发布时间：2018-06-09 01:42

  本文选题：汽机基础 + 动刚度　； 参考：《北方工业大学》2017年硕士论文

【摘要】：汽轮发电机基础作为发电机机组的支撑结构,是机组稳定运行、正常发电的重要保证条件之一。基础本身动刚度、自振特性对结构动力响应分析有决定性作用。汽机基座的台板横梁往往直接承受转子动力荷载,在动力分析中起到关键作用,其动力响应也最值得关注。
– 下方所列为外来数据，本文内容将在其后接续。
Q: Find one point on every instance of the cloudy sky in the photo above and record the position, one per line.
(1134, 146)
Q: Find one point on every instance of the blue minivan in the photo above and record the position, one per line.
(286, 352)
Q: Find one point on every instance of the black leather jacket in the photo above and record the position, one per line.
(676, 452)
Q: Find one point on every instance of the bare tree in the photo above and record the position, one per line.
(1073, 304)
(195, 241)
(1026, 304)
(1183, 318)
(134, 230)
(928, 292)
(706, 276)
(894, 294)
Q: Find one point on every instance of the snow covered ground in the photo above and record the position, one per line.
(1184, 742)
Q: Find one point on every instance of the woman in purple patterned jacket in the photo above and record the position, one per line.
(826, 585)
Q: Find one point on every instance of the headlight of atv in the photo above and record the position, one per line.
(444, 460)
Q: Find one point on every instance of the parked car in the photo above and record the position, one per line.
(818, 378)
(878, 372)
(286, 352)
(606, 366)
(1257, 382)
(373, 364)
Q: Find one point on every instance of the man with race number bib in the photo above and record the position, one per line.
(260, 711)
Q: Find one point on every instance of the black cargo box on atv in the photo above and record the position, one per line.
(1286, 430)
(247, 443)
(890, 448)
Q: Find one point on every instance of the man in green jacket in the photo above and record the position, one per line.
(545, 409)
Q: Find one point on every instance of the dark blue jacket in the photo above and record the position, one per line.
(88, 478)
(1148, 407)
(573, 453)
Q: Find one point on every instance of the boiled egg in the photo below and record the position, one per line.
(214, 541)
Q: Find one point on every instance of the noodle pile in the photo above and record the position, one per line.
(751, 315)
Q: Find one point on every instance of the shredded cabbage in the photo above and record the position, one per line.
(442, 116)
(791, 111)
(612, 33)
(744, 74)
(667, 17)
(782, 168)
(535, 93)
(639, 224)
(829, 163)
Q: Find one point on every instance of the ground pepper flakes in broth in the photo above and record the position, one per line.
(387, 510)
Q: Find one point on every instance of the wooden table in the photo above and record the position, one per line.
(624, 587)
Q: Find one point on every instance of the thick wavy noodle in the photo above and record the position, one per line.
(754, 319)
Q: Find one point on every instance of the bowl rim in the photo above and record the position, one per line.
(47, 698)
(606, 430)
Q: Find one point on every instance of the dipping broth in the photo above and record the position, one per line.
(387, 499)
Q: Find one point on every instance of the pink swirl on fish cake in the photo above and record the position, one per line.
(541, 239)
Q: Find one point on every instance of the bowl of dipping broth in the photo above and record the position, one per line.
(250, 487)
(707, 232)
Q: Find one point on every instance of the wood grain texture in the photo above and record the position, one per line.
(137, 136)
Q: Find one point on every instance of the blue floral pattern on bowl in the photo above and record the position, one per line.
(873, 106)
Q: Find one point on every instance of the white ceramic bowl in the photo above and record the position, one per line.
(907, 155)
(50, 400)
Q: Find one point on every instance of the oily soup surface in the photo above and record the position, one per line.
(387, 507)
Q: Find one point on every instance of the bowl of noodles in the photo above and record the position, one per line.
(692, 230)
基础中作为轴承支座的钢筋混凝土横梁结构,在工程分析设计中,其弹性模量值往往采用素混凝土弹性模量值,与钢筋混凝土结构真实弹模值存在不可忽略的误差。因此,对结构动刚度测试结果造成较大影响,从而使汽机基础动力特性分析值与工程实际不符。实际工程中,钢筋混凝土构件弹性模量取值受众多因素的影响,配筋率不仅是直接影响因素,而且是重要影响因素之一。对于汽轮机这种大型钢筋混凝土结构来说,钢筋配置直接影响发电机轴承座动刚度,进而影响结构动力响应及结构稳定性,因此对钢筋混凝土横梁的配筋率与结构弹性模量之间关系的研究,对整个结构动力分析都十分重要。本文中研究对象选自某汽轮发电机组隔振基础结构,做了一系列研究,主要研究内容及成果如下:1、对该汽机基础工程动刚度进行现场实测,并以该工程为原型建立缩尺模型,进一步测试其动刚度是否能满足正常运行要求。结合现场实测与试验模型测试,对该汽机基础的动刚度进行综合分析、评判。此外,就提高轴承横梁动刚度对改善整体结构动力特性重要性进行分析,并从结构设计角度对提高轴承横梁动刚度进行探究。2、设计了不同配筋率的混凝土试块,以试验方法研究分析了钢筋混凝土结构配筋率对弹性模量取值的影响,拟合得出配筋试块弹性模量回归方程。进而通过试验与有限元模拟计算相结合的方法,研究了汽机基础横梁结构配筋率对弹性模量取值的影响,拟合出以配筋率为自变量的弹性模量试验值的回归方程,与配筋试块试验回归方程进行对比分析,验证了该公式的合理性。3、基于弹性理论,推导了钢筋混凝土复合弹性模量理论计算公式,与配筋试块及横梁试验回归方程进行对比,分析结果表明两者计算结果较吻合,为工程设计及后续汽机基础有限元模拟分析提供参数取值依据。4、根据上述对汽机基础横梁结构的研究,采用有限元模拟建立某汽机基础整体模型,对该汽机基础结构进行了模态分析,并对轴承座处横梁进行谐响应和动刚度分析。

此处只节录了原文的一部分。